Members of the senior class at Michael A. Riffel Catholic High School wanted to make a 30-second video of themselves doing the Harlem Shake. They wanted to film it in a common area after class.

But the school turned down their request, citing safety reasons.

Student council president Scott Woloshin, 17, then went on a local radio show to complain and shortly thereafter, Woloshin was suspended from his position.

Woloshin didn't want to comment because he fears he's already on thin ice with the school.

But in a Twitter post dated March 2, he wrote: "Our whole lives we've been told to question authority and injustice.. But if you question THE authority, you get suspended."

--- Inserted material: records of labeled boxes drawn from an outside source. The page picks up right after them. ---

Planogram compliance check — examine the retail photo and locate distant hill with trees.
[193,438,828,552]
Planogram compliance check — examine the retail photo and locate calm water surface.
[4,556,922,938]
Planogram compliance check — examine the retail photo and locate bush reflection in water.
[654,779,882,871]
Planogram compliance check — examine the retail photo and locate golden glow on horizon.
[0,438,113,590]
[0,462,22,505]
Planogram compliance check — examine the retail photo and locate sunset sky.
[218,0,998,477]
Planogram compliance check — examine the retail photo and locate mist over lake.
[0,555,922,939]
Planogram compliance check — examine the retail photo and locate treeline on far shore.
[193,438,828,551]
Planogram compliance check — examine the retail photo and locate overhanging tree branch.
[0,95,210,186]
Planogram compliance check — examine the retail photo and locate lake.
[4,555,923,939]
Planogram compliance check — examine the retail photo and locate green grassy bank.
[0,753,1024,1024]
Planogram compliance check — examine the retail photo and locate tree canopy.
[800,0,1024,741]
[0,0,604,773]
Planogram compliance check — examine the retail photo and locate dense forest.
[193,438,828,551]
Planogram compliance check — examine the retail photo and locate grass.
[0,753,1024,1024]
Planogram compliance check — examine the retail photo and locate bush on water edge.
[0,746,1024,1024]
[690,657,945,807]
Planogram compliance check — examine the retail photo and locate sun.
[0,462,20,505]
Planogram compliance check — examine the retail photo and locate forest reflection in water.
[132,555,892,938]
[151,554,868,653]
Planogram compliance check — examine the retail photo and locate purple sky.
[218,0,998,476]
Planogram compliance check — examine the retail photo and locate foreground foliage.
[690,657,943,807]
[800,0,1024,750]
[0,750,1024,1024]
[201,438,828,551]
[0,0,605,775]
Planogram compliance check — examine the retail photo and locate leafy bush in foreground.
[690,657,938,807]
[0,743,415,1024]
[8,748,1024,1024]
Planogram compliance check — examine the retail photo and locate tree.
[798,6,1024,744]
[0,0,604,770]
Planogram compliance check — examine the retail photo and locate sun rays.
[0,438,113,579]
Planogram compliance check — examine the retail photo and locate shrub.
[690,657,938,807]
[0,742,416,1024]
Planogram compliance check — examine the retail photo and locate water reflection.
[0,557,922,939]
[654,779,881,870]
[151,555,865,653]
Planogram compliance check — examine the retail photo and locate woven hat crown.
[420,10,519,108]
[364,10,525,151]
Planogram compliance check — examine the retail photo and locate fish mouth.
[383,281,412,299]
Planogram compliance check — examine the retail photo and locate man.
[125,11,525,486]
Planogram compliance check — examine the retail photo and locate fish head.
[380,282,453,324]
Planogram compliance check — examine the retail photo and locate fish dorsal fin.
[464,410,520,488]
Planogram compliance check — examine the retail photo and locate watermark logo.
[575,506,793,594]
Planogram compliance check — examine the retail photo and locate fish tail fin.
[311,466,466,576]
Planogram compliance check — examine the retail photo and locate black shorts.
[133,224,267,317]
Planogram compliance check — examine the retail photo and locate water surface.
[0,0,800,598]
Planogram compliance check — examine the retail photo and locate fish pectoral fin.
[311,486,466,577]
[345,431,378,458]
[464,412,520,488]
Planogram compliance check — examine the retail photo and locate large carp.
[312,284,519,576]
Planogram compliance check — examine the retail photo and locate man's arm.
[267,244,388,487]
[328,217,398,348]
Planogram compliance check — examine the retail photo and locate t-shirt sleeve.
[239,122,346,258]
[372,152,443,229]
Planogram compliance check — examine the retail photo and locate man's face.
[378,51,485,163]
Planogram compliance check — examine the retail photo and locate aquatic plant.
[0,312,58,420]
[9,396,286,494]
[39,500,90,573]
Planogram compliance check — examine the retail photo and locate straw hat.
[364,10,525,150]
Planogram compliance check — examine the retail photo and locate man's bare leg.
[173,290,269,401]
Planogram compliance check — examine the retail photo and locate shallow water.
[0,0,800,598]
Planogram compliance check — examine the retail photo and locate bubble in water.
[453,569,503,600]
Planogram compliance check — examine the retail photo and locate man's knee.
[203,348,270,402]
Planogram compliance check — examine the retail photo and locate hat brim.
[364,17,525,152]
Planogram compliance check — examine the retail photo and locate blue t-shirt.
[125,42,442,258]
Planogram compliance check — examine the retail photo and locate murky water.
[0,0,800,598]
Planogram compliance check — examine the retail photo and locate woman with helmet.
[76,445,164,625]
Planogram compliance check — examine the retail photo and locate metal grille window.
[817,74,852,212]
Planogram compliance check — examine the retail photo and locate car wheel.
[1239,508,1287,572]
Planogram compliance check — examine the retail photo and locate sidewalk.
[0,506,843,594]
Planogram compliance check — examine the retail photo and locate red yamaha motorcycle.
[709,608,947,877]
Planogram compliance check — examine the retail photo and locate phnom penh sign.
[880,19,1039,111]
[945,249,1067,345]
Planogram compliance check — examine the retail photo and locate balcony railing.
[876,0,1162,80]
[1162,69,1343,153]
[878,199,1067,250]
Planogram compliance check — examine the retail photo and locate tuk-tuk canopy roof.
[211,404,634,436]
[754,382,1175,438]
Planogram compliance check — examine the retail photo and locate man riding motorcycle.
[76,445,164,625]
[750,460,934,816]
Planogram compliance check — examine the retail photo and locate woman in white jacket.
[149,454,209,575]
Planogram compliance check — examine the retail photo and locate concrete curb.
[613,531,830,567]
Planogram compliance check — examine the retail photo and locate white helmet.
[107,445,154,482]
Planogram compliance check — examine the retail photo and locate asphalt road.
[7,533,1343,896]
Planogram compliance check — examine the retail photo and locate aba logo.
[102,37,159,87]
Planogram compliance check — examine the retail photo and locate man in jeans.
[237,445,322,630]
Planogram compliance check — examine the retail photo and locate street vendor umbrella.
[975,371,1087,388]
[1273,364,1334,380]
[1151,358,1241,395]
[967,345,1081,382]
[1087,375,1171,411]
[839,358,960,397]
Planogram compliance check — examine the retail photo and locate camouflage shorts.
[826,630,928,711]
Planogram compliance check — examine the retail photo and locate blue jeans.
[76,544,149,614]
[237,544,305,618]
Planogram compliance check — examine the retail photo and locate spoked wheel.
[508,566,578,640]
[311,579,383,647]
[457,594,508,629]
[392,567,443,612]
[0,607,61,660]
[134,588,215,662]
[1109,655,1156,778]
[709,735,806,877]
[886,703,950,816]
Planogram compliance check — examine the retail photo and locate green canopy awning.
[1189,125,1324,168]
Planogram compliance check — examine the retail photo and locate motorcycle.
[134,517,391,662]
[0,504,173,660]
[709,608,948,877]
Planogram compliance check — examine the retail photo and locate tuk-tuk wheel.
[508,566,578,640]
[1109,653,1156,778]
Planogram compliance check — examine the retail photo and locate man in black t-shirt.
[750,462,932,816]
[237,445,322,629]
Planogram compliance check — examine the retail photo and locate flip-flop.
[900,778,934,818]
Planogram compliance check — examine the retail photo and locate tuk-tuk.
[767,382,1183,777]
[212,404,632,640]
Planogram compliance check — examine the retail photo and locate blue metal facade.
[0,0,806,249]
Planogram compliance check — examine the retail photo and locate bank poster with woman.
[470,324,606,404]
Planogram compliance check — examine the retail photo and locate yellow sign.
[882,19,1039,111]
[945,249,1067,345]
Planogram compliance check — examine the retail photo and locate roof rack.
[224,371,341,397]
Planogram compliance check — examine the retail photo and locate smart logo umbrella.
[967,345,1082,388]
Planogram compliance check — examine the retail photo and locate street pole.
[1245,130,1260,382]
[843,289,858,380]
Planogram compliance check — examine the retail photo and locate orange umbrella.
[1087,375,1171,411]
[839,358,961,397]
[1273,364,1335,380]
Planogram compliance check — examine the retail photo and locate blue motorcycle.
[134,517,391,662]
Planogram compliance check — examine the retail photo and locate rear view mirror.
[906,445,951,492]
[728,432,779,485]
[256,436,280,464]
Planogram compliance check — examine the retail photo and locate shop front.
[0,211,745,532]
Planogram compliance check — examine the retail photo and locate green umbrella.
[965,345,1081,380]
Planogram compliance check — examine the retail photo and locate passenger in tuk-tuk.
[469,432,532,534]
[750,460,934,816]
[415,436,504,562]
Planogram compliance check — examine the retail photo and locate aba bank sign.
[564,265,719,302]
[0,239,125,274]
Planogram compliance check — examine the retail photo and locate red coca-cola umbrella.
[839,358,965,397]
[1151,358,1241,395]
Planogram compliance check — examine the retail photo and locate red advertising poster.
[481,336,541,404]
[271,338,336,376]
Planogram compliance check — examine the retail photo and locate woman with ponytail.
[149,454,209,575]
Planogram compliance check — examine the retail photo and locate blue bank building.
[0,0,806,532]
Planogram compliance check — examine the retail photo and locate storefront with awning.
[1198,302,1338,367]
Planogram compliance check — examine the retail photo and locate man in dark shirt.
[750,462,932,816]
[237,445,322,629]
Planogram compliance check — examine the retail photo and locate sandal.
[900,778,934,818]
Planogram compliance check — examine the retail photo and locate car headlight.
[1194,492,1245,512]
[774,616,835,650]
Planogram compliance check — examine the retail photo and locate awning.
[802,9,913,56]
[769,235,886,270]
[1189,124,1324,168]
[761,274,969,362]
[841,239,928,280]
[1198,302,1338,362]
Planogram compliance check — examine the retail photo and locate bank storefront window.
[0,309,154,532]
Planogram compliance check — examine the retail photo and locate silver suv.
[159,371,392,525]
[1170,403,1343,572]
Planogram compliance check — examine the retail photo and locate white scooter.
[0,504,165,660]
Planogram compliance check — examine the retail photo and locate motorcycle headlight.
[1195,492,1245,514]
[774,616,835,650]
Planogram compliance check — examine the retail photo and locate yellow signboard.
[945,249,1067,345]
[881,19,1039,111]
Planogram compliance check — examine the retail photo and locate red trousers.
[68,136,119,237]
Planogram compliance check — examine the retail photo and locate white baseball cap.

Woloshin's friend and classmate, Ashton Duda, says he thought the Harlem Shake idea was cool.

"I thought we were just going to have some fun with it basically and it kind of got shut down," said Duda.

Duda says there's been a lot of fallout. He says Woloshin did nothing wrong and the suspension is extreme.

"I think it's unjust simply for the fact that we didn't really have any say in it and just because they said that Scott went straight to the media now that he can't be president," said Duda.

Several students wore T-shirts Wednesday that said "We Love Scott."

A spokesman with the Regina Catholic School Division says talking to the media is not grounds for removing someone as student council president.

However, Noah Wernikowski couldn't say why Woloshin lost his council position.

"All school divisions disciplinary measures are inherently private or confidential between students and parents and staff members," said Wernikowski.

"I can't give specifics on what happened. I can say that it would have all been executed according to established school division policy and applications."